Boeing
Boeing starts final assembly of the first 737 MAX, 2015.

FAA Report Analyzes Safety at Boeing

Feb. 27, 2024
A panel of experts convened by the Federal Aviation Administration studied safety programs and practices at the jet builder over recent years, identifying 27 problems and offering 53 recommendations for addressing them.

A Federal Aviation Administration “expert panel” issued a report on its year-long review of safety programs and practices at Boeing Co., identifying 27 particular problems and offering 53 recommendations for addressing them.

The FAA notified Boeing that within six months it should review the panel’s recommendations and develop an action plan that includes a milestone-based approach to address each recommendation.

“Boeing should then share that action plan, including implementation dates with the FAA. Successful adoption of the recommendations is expected to improve the level of safety provided by Boeing to its workforce, operators, and the public,” according to FAA.

The study was initiated in March 2023 and examined information dating back to 2009. It notably does not concentrate on the recent failure of a side panel on an Alaska Airlines flight of a Boeing 737 MAX 9 jet.

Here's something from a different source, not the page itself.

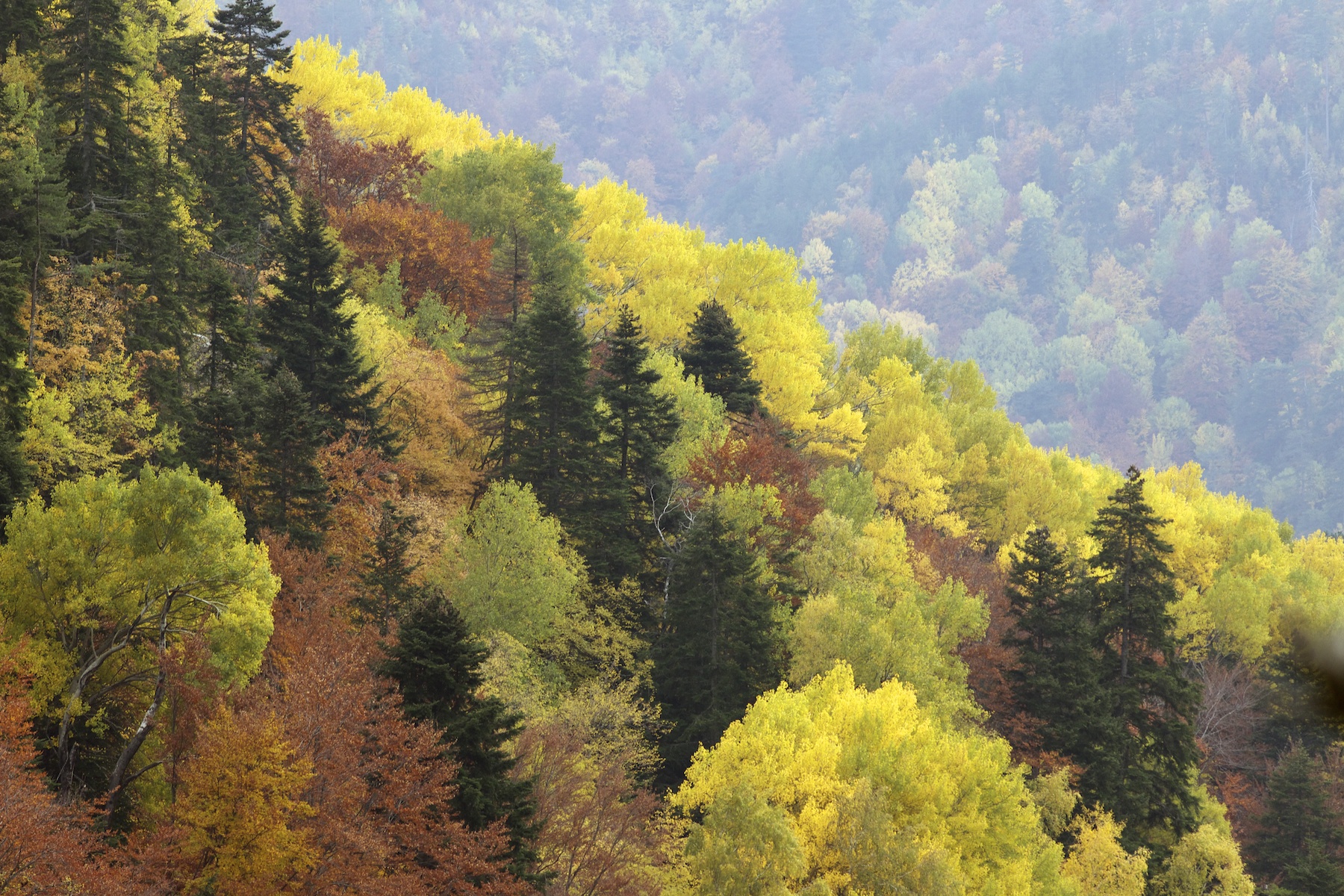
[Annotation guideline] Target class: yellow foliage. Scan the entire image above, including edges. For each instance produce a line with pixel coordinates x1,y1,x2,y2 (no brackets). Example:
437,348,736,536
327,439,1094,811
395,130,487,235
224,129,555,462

Since that incident, FAA has installed dozens of inspectors on site at Boeing’s 737 MAX assembly plant in Renton, Wash., and at Spirit AeroSystems’ fuselage assembly plant in Wichita, Kan., to establish the scope of the structural safety problems on the MAX aircraft.

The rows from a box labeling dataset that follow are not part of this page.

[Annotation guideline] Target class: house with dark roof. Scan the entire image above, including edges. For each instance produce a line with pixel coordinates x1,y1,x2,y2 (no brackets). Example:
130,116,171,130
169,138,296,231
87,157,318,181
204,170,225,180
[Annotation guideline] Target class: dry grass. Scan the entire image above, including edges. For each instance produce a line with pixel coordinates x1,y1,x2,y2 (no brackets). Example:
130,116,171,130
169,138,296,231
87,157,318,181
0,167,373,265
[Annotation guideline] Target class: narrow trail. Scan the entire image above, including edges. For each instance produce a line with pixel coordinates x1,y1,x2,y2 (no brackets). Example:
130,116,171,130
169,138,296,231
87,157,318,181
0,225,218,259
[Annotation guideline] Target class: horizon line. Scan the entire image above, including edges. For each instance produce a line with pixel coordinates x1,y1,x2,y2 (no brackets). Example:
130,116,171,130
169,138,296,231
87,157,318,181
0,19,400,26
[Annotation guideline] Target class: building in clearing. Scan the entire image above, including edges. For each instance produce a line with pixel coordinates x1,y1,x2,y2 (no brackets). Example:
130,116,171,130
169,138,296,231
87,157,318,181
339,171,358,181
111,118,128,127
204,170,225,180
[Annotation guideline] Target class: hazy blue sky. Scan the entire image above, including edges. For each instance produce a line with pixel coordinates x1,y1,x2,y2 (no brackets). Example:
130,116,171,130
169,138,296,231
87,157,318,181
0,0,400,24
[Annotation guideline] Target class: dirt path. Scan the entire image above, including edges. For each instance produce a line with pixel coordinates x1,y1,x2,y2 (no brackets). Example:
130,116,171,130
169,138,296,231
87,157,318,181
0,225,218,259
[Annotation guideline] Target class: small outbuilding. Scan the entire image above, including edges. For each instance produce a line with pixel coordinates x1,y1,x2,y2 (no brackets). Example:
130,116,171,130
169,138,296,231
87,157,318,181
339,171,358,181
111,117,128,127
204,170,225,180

FAA’s expert panel was focused on Boeing’s aircraft design and production during the period when the 737 MAX and 787 Dreamliner aircraft entered into production and commercial operation.

In its next phase of activity the panel will work with Boeing to implement its recommendations.

“We will continue to hold Boeing to the highest standard of safety and will work to ensure the company comprehensively addresses these recommendations,” according to the executive summary attached to FAA’s statement.

The FAA noted that Boeing’s safety management systems are in compliance with international and federal guidelines, but that these SMS’ have not been entirely or effectively implemented.

Specifically, among the problems that FAA panel identified at Boeing is “a disconnect between Boeing’s senior management and other members of the organization on safety culture.” It stated that expert panel observed “inadequate and confusing implementation of the five components of a positive safety culture (Reporting Culture, Just Culture, Flexible Culture, Learning Culture, and Informed Culture).”

The panel also identified “additional issues at Boeing that affect aviation safety, which include inadequate ‘human factors’ consideration commensurate to its importance to aviation safety, and lack of pilot input in aircraft design and operation.